# New Up-Aqua Inline Super Diffuser System



## willknowitall (Oct 3, 2010)

small tube has smaller in out tubes as well as smaller diffuser

i dont get the twin tube because water is going thru the center of main diffuser 
there should be co2 between the two diffusers so it wouldnt do anything because the first diffuser is not in contact with water

i have the regular up co2 atomizer and get good results with little visible bubbles due to ways i have found to make it more efficient but would be interested in the super.
from what i gather you can unscrew the top to take out diffuser for easier cleaning but not sure


----------



## OverStocked (May 26, 2007)

The twin tube is a new way to part with that extra 2 bucks in your wallet?

It can't possibly do anything, since what willknowitall says is true... So I don't get it. 

Orlando put these designs out a while back and I didn't see anything exciting here then. He claims them to be "gla" originals like the other inline atomizers he sell that are suspiciously identical to Up Aqua.


----------



## Storm (Aug 7, 2011)

I see your point - having a second ceramic disk for the Co2 to pass through couldn't possibly do anything more, however, I think the single tube design might lose more flow through the filter output, since water might not flow straight through the pipe, but rather get obstructed and bounce around in the chamber a bit, correct?

Would you agree about the potential flow issue with the single tube design?

Overstocked, I agree, it seems like GLA is really good at importing merchandise from Hong Kong, doubling the price, and selling it as original GLA equipment. Also, did you know their nano tanks are more expensive than the ADA mini series?


----------



## willknowitall (Oct 3, 2010)

the flow goes directly thru the bigger diffuser, its hollow with no obstuction


----------



## Storm (Aug 7, 2011)

I posted a short video review when I first got it running:

http://www.youtube.com/watch?v=nVxinVoLBjg

Since then, I have removed the unnecessary second disk and will post a new video later tonight. I needed to leave it running a few hours to see how well it does at diffusion (drop checker)... there are a few large bubbles but I'm hoping most of the bubbles are dissolved.
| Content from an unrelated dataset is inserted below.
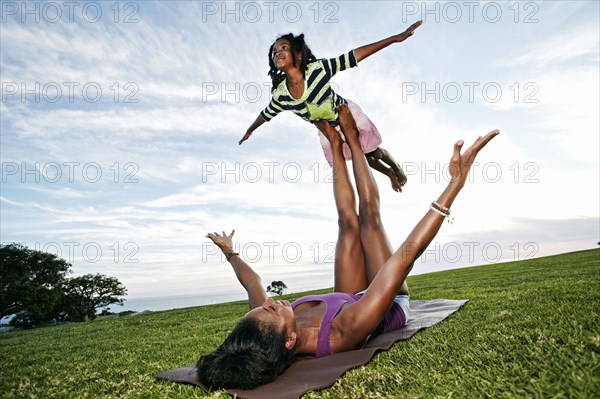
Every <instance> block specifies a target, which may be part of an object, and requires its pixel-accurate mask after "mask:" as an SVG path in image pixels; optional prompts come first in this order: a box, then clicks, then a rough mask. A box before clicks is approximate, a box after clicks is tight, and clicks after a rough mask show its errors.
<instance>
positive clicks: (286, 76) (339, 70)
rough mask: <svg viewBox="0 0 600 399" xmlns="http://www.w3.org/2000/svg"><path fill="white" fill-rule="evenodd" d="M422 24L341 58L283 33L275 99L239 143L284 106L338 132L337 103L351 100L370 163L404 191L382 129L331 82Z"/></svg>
mask: <svg viewBox="0 0 600 399" xmlns="http://www.w3.org/2000/svg"><path fill="white" fill-rule="evenodd" d="M421 23H422V21H417V22H416V23H414V24H412V25H411V26H410V27H409V28H408V29H407V30H405V31H404V32H403V33H400V34H398V35H394V36H390V37H388V38H387V39H383V40H380V41H378V42H375V43H372V44H368V45H366V46H362V47H359V48H357V49H355V50H351V51H350V52H349V53H347V54H342V55H340V56H339V57H336V58H330V59H321V60H317V59H316V57H315V56H314V55H313V53H312V52H311V51H310V49H309V48H308V46H307V45H306V43H305V42H304V35H303V34H301V35H299V36H294V35H293V34H291V33H290V34H287V35H283V36H281V37H279V38H278V39H277V40H276V41H275V43H273V44H272V45H271V47H270V48H269V66H270V67H271V69H270V71H269V76H270V77H271V79H272V81H273V88H272V92H273V98H272V99H271V102H270V103H269V105H268V106H267V107H266V108H265V109H264V110H263V111H262V112H261V113H260V114H259V115H258V117H257V118H256V120H255V121H254V122H253V123H252V125H250V127H249V128H248V130H247V131H246V134H245V135H244V137H243V138H242V139H241V140H240V141H239V144H242V143H243V142H244V141H246V140H248V138H250V136H251V135H252V133H253V132H254V130H256V129H257V128H258V127H259V126H261V125H262V124H263V123H265V122H268V121H270V120H271V119H273V118H274V117H275V116H276V115H277V114H279V113H280V112H282V111H292V112H294V113H295V114H296V115H298V116H299V117H301V118H302V119H304V120H306V121H308V122H314V121H316V120H327V121H329V123H330V124H331V125H332V126H334V127H336V130H338V131H339V127H338V124H339V123H338V114H337V111H336V107H337V106H338V105H340V104H348V107H349V108H350V111H351V113H352V116H353V117H354V119H355V120H356V123H357V125H358V129H359V132H360V136H359V139H360V143H361V148H362V150H363V153H364V154H365V156H366V158H367V161H368V162H369V165H370V166H371V167H372V168H373V169H375V170H378V171H380V172H381V173H383V174H385V175H387V176H388V177H389V178H390V180H391V182H392V188H393V189H394V191H402V186H404V184H405V183H406V175H405V174H404V172H403V171H402V168H401V167H400V165H398V163H397V162H396V161H395V160H394V158H393V157H392V156H391V155H390V153H389V152H388V151H386V150H385V149H383V148H381V147H379V145H380V144H381V135H380V134H379V131H378V130H377V128H376V127H375V125H374V124H373V122H371V120H370V119H369V118H368V117H367V116H366V115H365V114H364V113H363V112H362V110H361V108H360V107H359V106H358V105H357V104H355V103H354V102H352V101H350V100H348V99H344V98H342V97H341V96H339V95H338V94H337V93H335V92H334V91H333V90H332V89H331V87H330V84H329V81H330V79H331V78H332V77H333V75H335V74H336V73H337V72H340V71H343V70H345V69H348V68H352V67H355V66H356V65H358V63H359V62H360V61H362V60H364V59H365V58H367V57H368V56H370V55H372V54H374V53H376V52H377V51H379V50H381V49H383V48H385V47H387V46H389V45H390V44H392V43H399V42H402V41H404V40H406V39H407V38H409V37H410V36H412V34H413V33H414V31H415V29H417V28H418V27H419V26H421ZM319 137H320V139H321V146H322V147H323V152H324V154H325V158H326V159H327V161H328V162H329V164H330V165H331V164H332V162H333V157H332V152H331V147H330V145H329V142H328V141H327V139H326V138H325V136H323V134H322V132H321V131H319ZM343 153H344V158H345V159H347V160H349V159H351V153H350V149H349V147H348V145H347V144H344V146H343ZM386 165H387V166H386Z"/></svg>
I'm not seeing a mist, but I have an Eheim spraybar that is probably hiding the mist.

The biggest advantage to this one over the other inline atomizer is that it can be easily taken apart and cleaned when necessary.


----------



## Storm (Aug 7, 2011)

Ok, here's the verdict: this is a great diffuser. Buy the large tube model. The twin tube is completely unnecessary and the small tube will cause you to lose output flow because water can bounce around in the chamber instead of going straight through the large tube.

The system is very easy to take apart and clean, however, be careful as you need to make the top extremely tight or it will leak. I found this out the hard way.

The mist is extremely fine equivalent to any other atomizer you've seen. The biggest advantage to the other inline atomizers is the ability to clean or replace the ceramic tube when it gets dirty.

Here is a video showing the misting action:

http://www.youtube.com/watch?v=8kz4bK0yWfI

Cheers!


----------



## Storm (Aug 7, 2011)

And here is a photo of what it looks like taken apart. I took out the small ceramic tube and only use the large one. There is a rubber O-ring for the top cap, as well as for each of the ceramic diffusion tubes:



I was able to cut my bubble count from 2.5 per second down to 1 bubble per second when I switched from a ceramic glass diffuser. I suspect many people have similar experiences when using atomizer-type diffusers.


----------



## genetao (Jun 25, 2008)

I've been following this thread to see how the new Up-Aqua Super diffuser would do. Thanks for being the guinea pig and for the videos. It's good to know that the single large ceramic tube is the best choice to go with, and save two bucks to boot!


----------



## alanwcollins (Feb 7, 2010)

If you fill the reservoir with water, will it diffuse twice?


----------



## galabar (Oct 19, 2011)

Storm said:


> ...
> I was able to cut my bubble count from 2.5 per second down to 1 bubble per second when I switched from a ceramic glass diffuser. I suspect many people have similar experiences when using atomizer-type diffusers.


Might this have something to do with different (higher) cracking pressure of the atomizer? We had a conversation, in another thread, how different amounts of back pressure might effect the amount or density of CO2 within each bubble that was going through the bubble counter. I understand that these atomizer-style diffusers require higher pressures to operate.


----------



## madaquarium (Mar 2, 2010)

Hi Storm or anyone,

wondering if you can help me, just got the Up-aqua inline twin tubes too. I'm having problem with water seeking through the ceramic tubes into the diffuser section and once it filled-up (which i noticed your vdo didn't show any water in it) with water and the water leaks through the top of the lid!


----------



## Shad0w (Sep 26, 2007)

normal back flow, that is why you need good quality check valve.


----------



## alanwcollins (Feb 7, 2010)

madaquarium said:


> Hi Storm or anyone,
> 
> wondering if you can help me, just got the Up-aqua inline twin tubes too. I'm having problem with water seeking through the ceramic tubes into the diffuser section and once it filled-up (which i noticed your vdo didn't show any water in it) with water and the water leaks through the top of the lid!


Make sure the top is threaded correctly and wrist tight. The same thing happened to me at first. I re-screwed it and its been fine for about a year.


----------



## alanwcollins (Feb 7, 2010)

madaquarium said:


> Hi Storm or anyone,
> 
> wondering if you can help me, just got the Up-aqua inline twin tubes too. I'm having problem with water seeking through the ceramic tubes into the diffuser section and once it filled-up (which i noticed your vdo didn't show any water in it) with water and the water leaks through the top of the lid!


These diffusers are great.


----------